Allegations of Savile’s misconduct long circulated among journalists, but in the months after his death Newsnight, the BBC’s flagship current affairs program, vigorously investigated the charges, speaking to victims and documenting numerous allegations against the star. Last December, Newsnight abruptly canceled the segment, although it’s still unclear who pulled the plug, and why. A source within the network told The New York Times the Savile affair constituted “the worst crisis in half a century to afflict the BBC.” Thompson has explicitly denied previous knowledge of the Savile investigation, and denied any involvement in killing the segment.

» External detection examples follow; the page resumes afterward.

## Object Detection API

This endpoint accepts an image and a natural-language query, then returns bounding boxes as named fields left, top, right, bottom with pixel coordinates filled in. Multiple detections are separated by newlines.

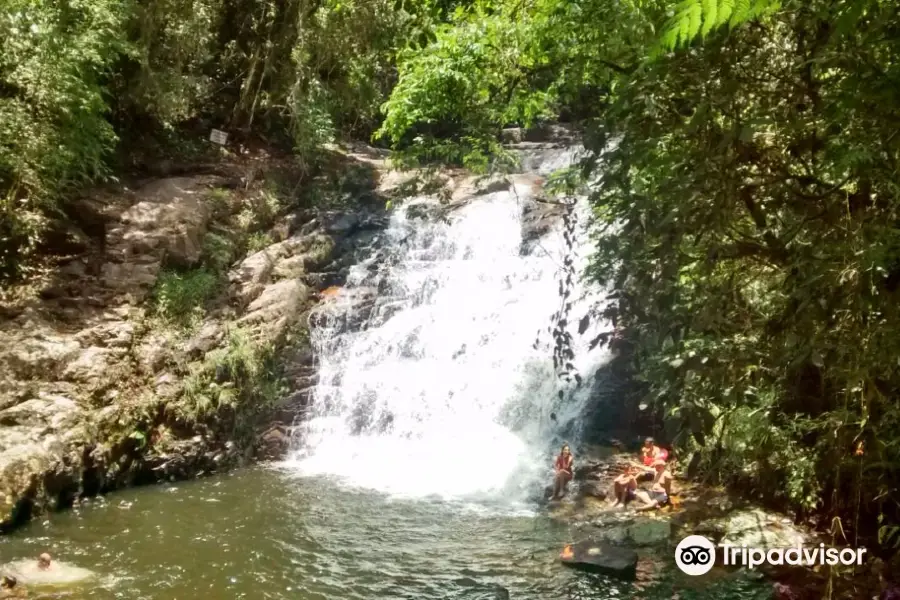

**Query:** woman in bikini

left=552, top=444, right=575, bottom=500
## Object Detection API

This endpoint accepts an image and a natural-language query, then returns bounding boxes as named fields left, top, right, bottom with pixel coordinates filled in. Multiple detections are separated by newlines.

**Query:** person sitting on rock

left=613, top=465, right=637, bottom=506
left=634, top=460, right=675, bottom=510
left=38, top=552, right=51, bottom=571
left=551, top=444, right=575, bottom=500
left=641, top=438, right=669, bottom=467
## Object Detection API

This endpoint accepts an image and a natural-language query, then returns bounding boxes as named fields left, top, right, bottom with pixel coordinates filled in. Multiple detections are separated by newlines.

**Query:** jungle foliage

left=0, top=0, right=464, bottom=281
left=0, top=0, right=900, bottom=547
left=381, top=0, right=900, bottom=548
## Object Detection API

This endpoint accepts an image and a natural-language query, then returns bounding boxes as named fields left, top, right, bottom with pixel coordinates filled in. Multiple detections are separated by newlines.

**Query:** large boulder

left=238, top=279, right=309, bottom=341
left=102, top=177, right=215, bottom=302
left=107, top=177, right=210, bottom=266
left=559, top=540, right=638, bottom=579
left=0, top=392, right=86, bottom=524
left=693, top=508, right=813, bottom=548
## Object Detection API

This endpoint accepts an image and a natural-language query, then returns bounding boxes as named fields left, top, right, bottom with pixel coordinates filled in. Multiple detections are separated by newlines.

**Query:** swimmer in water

left=0, top=575, right=28, bottom=598
left=38, top=552, right=51, bottom=571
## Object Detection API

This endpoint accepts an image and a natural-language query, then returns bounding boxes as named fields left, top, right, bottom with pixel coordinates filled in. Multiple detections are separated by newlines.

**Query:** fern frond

left=716, top=0, right=734, bottom=25
left=728, top=0, right=751, bottom=29
left=700, top=0, right=731, bottom=39
left=682, top=2, right=707, bottom=44
left=651, top=0, right=781, bottom=56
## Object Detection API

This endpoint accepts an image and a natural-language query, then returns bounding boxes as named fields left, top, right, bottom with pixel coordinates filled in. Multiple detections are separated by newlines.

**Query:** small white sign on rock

left=209, top=129, right=228, bottom=146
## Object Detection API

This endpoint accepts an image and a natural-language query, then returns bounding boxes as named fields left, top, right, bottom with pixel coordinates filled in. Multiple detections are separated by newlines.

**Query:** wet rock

left=238, top=279, right=309, bottom=341
left=0, top=393, right=85, bottom=524
left=274, top=255, right=307, bottom=279
left=256, top=424, right=291, bottom=460
left=228, top=250, right=275, bottom=306
left=3, top=332, right=81, bottom=379
left=520, top=199, right=566, bottom=255
left=695, top=508, right=812, bottom=548
left=74, top=321, right=135, bottom=348
left=182, top=321, right=225, bottom=358
left=107, top=178, right=210, bottom=266
left=579, top=480, right=609, bottom=500
left=560, top=540, right=638, bottom=579
left=62, top=346, right=122, bottom=388
left=134, top=332, right=172, bottom=374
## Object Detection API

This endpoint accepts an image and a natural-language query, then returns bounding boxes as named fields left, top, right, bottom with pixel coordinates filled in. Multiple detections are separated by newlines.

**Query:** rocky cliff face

“I was not notified or briefed about the Newsnight investigation, nor was I involved in any way in the decision not to complete and air the investigation,” Thompson said in a statement released Monday. He added that during his tenure as director general, he “never heard any allegations or received any complaints about Jimmy Savile,” and believed that the decision to cancel the investigation “was made solely for journalistic reasons.”

Margaret Sullivan, The New York Times’ public editor, was skeptical of Thompson’s blanket denial, asking “how likely” it was that he “knew nothing” about the Savile investigation. “A director general of a giant media company is something like a newspaper’s publisher,” Sullivan wrote. “Would a publisher be very likely to know if an investigation of one of its own people on sexual abuse charges had been killed?”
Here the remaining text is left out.